We hold each other as we come down off the clouds. A pattern we’ve fallen into after sex, me in his arms and him as affectionate as a woman could hope after her world’s been spun topsy-turvy.

Seconds pass before Diego speaks. “That was a mistake.”

I gasp, hurt.

He lowers me onto my feet. Not caring to look at him, I retrieve my underwear from the floor. The purple thong he’d stolen from me and demanded I wear earlier, now ruined.

His wetness seeps down my inner thigh.

Like teardrops, only stickier.

A mistake?

Diego finishes adjusting his pants, scoops up the keys and manila envelope, and as if he hasn’t just insulted the hell out of me, as if he didn’t screw me bareback against the door and break my heart, takes my hand and presses the keys into my palm. “You can drive part of the way.”

“I’ll call a cab.”

He ignores me. “We’ll go for a drive before I drop you off.” Grabbing the handle of my bag, he ushers me out of the apartment.

And I’m happy to go.

But as we take the elevator down to the garage below, I realize something. What I thought was sex, wild and raunchy and oh-so filthy sex, is going to be hard to forget. But Diego, the man, the attentive lover, the dirty-mouthed initiator, the cuddler, the savior—because he did save me, several times—who has somehow, incredibly worked his way inside my heart, isn’t someone anyone ever forgets.

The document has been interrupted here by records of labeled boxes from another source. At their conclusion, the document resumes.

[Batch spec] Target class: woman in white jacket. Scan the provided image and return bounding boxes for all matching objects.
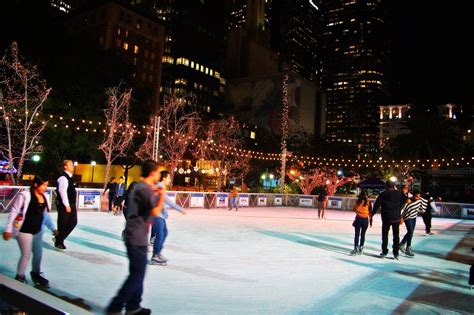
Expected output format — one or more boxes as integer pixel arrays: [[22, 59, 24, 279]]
[[3, 176, 57, 287]]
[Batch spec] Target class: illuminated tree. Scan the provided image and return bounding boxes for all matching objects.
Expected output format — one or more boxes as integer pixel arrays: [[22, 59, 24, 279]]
[[288, 163, 352, 196], [0, 42, 51, 184], [99, 86, 134, 185], [193, 117, 249, 191], [136, 96, 200, 188]]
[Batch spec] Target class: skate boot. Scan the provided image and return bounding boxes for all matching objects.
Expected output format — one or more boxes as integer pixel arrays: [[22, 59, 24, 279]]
[[405, 246, 415, 258], [150, 254, 167, 266], [30, 271, 49, 288], [398, 244, 407, 254], [15, 275, 28, 284]]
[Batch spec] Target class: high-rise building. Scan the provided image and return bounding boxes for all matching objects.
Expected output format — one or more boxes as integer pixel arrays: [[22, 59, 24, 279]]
[[271, 0, 321, 83], [68, 2, 165, 111], [137, 0, 226, 114], [317, 0, 390, 153], [379, 104, 412, 149]]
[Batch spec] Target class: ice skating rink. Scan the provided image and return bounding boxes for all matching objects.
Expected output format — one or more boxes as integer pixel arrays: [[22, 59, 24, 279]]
[[0, 207, 474, 314]]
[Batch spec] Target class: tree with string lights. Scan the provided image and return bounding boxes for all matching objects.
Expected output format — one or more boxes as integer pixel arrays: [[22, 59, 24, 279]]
[[136, 96, 200, 189], [99, 85, 134, 188], [0, 42, 51, 184], [193, 117, 249, 191], [288, 163, 352, 196]]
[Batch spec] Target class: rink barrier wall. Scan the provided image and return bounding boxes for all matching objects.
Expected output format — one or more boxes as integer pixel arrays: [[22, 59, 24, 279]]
[[0, 186, 474, 219]]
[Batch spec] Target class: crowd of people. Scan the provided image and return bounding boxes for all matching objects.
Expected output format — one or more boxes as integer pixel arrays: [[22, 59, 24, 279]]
[[3, 164, 448, 314]]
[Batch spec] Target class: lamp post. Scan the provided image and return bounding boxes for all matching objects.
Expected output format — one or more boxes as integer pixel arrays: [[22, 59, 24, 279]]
[[31, 154, 41, 175], [91, 161, 97, 183]]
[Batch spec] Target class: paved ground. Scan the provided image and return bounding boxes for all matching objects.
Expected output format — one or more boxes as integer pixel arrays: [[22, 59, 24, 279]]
[[0, 208, 474, 314]]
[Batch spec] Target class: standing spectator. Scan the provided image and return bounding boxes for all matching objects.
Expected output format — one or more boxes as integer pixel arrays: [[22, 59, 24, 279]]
[[422, 192, 436, 236], [229, 186, 239, 211], [106, 160, 165, 314], [399, 192, 426, 257], [151, 171, 186, 266], [104, 177, 117, 213], [54, 160, 77, 251], [350, 193, 372, 256], [114, 176, 125, 214], [372, 181, 407, 260], [318, 188, 328, 219], [123, 181, 137, 219], [3, 176, 57, 287]]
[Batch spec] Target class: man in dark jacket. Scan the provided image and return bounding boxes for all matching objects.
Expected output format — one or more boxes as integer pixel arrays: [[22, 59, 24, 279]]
[[372, 181, 408, 260]]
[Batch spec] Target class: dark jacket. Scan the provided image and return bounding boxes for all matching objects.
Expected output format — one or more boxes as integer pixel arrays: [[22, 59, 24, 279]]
[[372, 189, 408, 223]]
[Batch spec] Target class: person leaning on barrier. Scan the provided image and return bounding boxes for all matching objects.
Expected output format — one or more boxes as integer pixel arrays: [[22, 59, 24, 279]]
[[3, 176, 57, 287]]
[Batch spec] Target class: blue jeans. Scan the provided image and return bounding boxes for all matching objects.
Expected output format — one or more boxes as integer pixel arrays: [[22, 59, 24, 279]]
[[107, 244, 148, 313], [354, 216, 369, 248], [400, 218, 416, 246], [151, 217, 168, 255]]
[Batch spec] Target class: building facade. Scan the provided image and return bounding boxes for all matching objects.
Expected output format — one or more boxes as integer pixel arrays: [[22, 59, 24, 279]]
[[318, 0, 390, 154]]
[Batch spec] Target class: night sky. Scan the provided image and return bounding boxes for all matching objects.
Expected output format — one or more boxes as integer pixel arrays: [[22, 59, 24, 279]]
[[392, 0, 474, 110]]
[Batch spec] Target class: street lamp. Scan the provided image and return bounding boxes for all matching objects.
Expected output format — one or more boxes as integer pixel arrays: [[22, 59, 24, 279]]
[[31, 154, 41, 175], [91, 161, 97, 183]]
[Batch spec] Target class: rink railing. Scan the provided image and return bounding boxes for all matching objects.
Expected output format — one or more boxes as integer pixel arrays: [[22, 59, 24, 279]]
[[0, 186, 474, 219]]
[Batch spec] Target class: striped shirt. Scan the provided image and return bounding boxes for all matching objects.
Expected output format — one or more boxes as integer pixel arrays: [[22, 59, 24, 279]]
[[402, 198, 428, 220]]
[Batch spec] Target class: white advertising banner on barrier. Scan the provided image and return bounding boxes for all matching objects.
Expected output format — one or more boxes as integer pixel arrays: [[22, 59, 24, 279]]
[[239, 194, 249, 207], [462, 207, 474, 219], [216, 194, 229, 208], [300, 197, 313, 207], [189, 194, 204, 208], [326, 198, 342, 210], [257, 195, 267, 206], [78, 190, 100, 210], [273, 196, 283, 206]]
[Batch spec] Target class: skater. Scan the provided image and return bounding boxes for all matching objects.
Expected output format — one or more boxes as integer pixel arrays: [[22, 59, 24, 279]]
[[229, 186, 239, 211], [151, 171, 186, 266], [318, 189, 328, 219], [422, 192, 436, 236], [104, 177, 117, 213], [54, 160, 77, 251], [106, 160, 165, 315], [113, 176, 125, 215], [350, 193, 372, 256], [372, 181, 407, 260], [3, 176, 57, 287], [399, 192, 427, 257]]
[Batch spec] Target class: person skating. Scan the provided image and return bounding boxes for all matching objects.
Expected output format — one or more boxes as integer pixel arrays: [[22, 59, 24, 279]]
[[399, 192, 427, 257], [372, 181, 407, 259], [151, 171, 186, 266], [350, 193, 372, 256], [3, 176, 57, 287], [106, 160, 165, 315], [104, 177, 117, 213], [229, 186, 239, 211], [54, 160, 77, 251]]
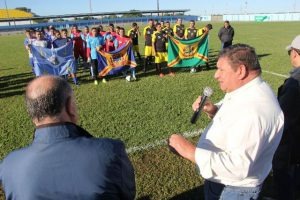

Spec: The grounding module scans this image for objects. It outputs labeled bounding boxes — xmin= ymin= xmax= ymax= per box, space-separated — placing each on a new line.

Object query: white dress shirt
xmin=195 ymin=77 xmax=284 ymax=187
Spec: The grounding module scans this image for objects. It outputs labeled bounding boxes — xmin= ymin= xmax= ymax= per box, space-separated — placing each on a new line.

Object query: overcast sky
xmin=0 ymin=0 xmax=300 ymax=16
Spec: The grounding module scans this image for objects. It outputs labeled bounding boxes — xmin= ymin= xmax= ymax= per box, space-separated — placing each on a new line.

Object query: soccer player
xmin=60 ymin=28 xmax=71 ymax=40
xmin=71 ymin=25 xmax=86 ymax=63
xmin=152 ymin=23 xmax=174 ymax=77
xmin=32 ymin=29 xmax=50 ymax=48
xmin=97 ymin=24 xmax=106 ymax=37
xmin=87 ymin=27 xmax=106 ymax=85
xmin=52 ymin=31 xmax=79 ymax=86
xmin=116 ymin=26 xmax=121 ymax=35
xmin=127 ymin=22 xmax=142 ymax=61
xmin=198 ymin=24 xmax=212 ymax=36
xmin=143 ymin=19 xmax=155 ymax=73
xmin=81 ymin=26 xmax=91 ymax=68
xmin=106 ymin=24 xmax=118 ymax=37
xmin=117 ymin=27 xmax=130 ymax=48
xmin=198 ymin=24 xmax=213 ymax=69
xmin=163 ymin=21 xmax=174 ymax=49
xmin=117 ymin=27 xmax=136 ymax=80
xmin=104 ymin=33 xmax=118 ymax=52
xmin=218 ymin=20 xmax=234 ymax=49
xmin=173 ymin=18 xmax=184 ymax=39
xmin=184 ymin=20 xmax=198 ymax=40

I stare at the doors of the elevator, already feeling the loss.

27

Aubrey

His motorcycle isn’t where we’d left it parked in the spot by the elevator bank in the garage beneath his building. But like Mexican tap water, I avoid any conversation with the man. I’m too upset. And after he drops me off at my new home, I might very likely throw up.

The envelope. The keys. It’s possible he sent his motorcycle out for repair.

I silently follow him to a classic 1980s red Camaro. He hands me the keys and opens the driver’s door. A peace offering? Is that what this is? Because it certainly feels like it, with him offering to let me drive when I get the funny feeling he’d rather I don’t.

He curses as he walks around the hood to the passenger’s seat.

With a sigh, I slide into the bucket seat. For an older car, the Camaro has a fresh, new-car smell. It’s immaculately kept, its leather dashboard shiny, its bucket seats firm and without tears or broken springs. “Your car?” I want to ask but don’t. What’s said has been said, what’s done has been done.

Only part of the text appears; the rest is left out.